As if a need-to-win battle with Princeton wasn’t enough to bring Penn Quakers faithful inside the Palestra, the Quakers celebrated the 40th anniversary of their 1979 team Saturday afternoon, bringing back the last Ivy League team to make the Final Four — the last Big 5 team other than Villanova to make the Final Four.
Tony Price and Tim Smith and Bobby Willis and the rest of the ‘79 Quakers and their coach, Bob Weinhauer, came out at halftime, receiving rings made for the occasion. A big occasion, celebrating an accomplishment that seems more and more improbable as the decades go on.
That was it, by the way, for Penn highlights.
The present-dayers came out wearing throwback ‘79 jerseys, gave their typical top-notch defensive effort, but shot so miserably that Princeton’s 2-for-19 shooting to start the game didn’t keep the Tigers from winning, 62-53.
Penn now has lost four straight. More important, two straight in the Ivies, both to their archrivals. A place in the four-team Ivy tournament now will require real work starting with four Ivy road games coming up, after Big 5 battles with Temple and St. Joseph’s.
“When they had to execute, they executed, and we did not,’’’ said Penn coach Steve Donahue after an early 20-10 lead was gone by halftime, after his team fell to 10-6 overall, the hot start to this season, including a victory over Villanova, now a memory of a different time. “From our standpoint, I thought we really guarded them. How many wide open looks did either team really have?”
Penn seemingly had more in-and-outs than ins, the Quakers shooting 32.8 percent overall, and just 29 percent in the second half. AJ Brodeur led Penn with 16 points, but it was on 6-of-17 shooting.
“I think we settled,’’ Donahue said. “Late in the clock, we put AJ in some tough spots to make some hard shots. I think that’s settling.”
At the other end, Princeton big man Richmond Arirguzoh dominated, needing only 10 shots to get his 17 points, his second straight big effort against the Quakers. This time, Princeton guard Devin Cannady led all scorers with 20, getting half on perfect free-throw shooting.
Asked about winning either Penn game without Arirguzoh, Cannady said, “There’s no way. He was amazing.”

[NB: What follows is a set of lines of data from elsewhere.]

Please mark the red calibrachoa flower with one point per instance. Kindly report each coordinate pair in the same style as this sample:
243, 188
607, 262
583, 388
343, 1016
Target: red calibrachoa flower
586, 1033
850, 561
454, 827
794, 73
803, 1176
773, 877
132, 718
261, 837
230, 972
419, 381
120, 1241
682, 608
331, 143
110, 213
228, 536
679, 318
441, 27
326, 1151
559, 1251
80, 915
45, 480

At the other end, Penn was 7-for-13 from the line, giving away points.
“It’s really demoralizing to not go to the line and get those two points,’’ Donahue said later, explaining that it is worked on and talked about.
“Believe me, we do a lot of stuff," Donahue said. “We know what the elephant is in the room.”
Both schools had agreed that playing two games against each other to start the season was better than wedging one of the games into a midseason spot that would have required five games in eight days for both schools. They also didn’t want to play during the week before the Ivy season. This was the solution they landed on.
That said, these two programs know each other so well, there’s no comfort in the idea of playing these games.
“It’s a weird week, it’s a hard week,’’ Donahue said.
“It’s a long two weeks,’’ said Princeton coach Mitch Henderson.
It’ll be a longer rest of the month for Penn before the Quakers get back to Ivy League play on Feb. 1 at Cornell.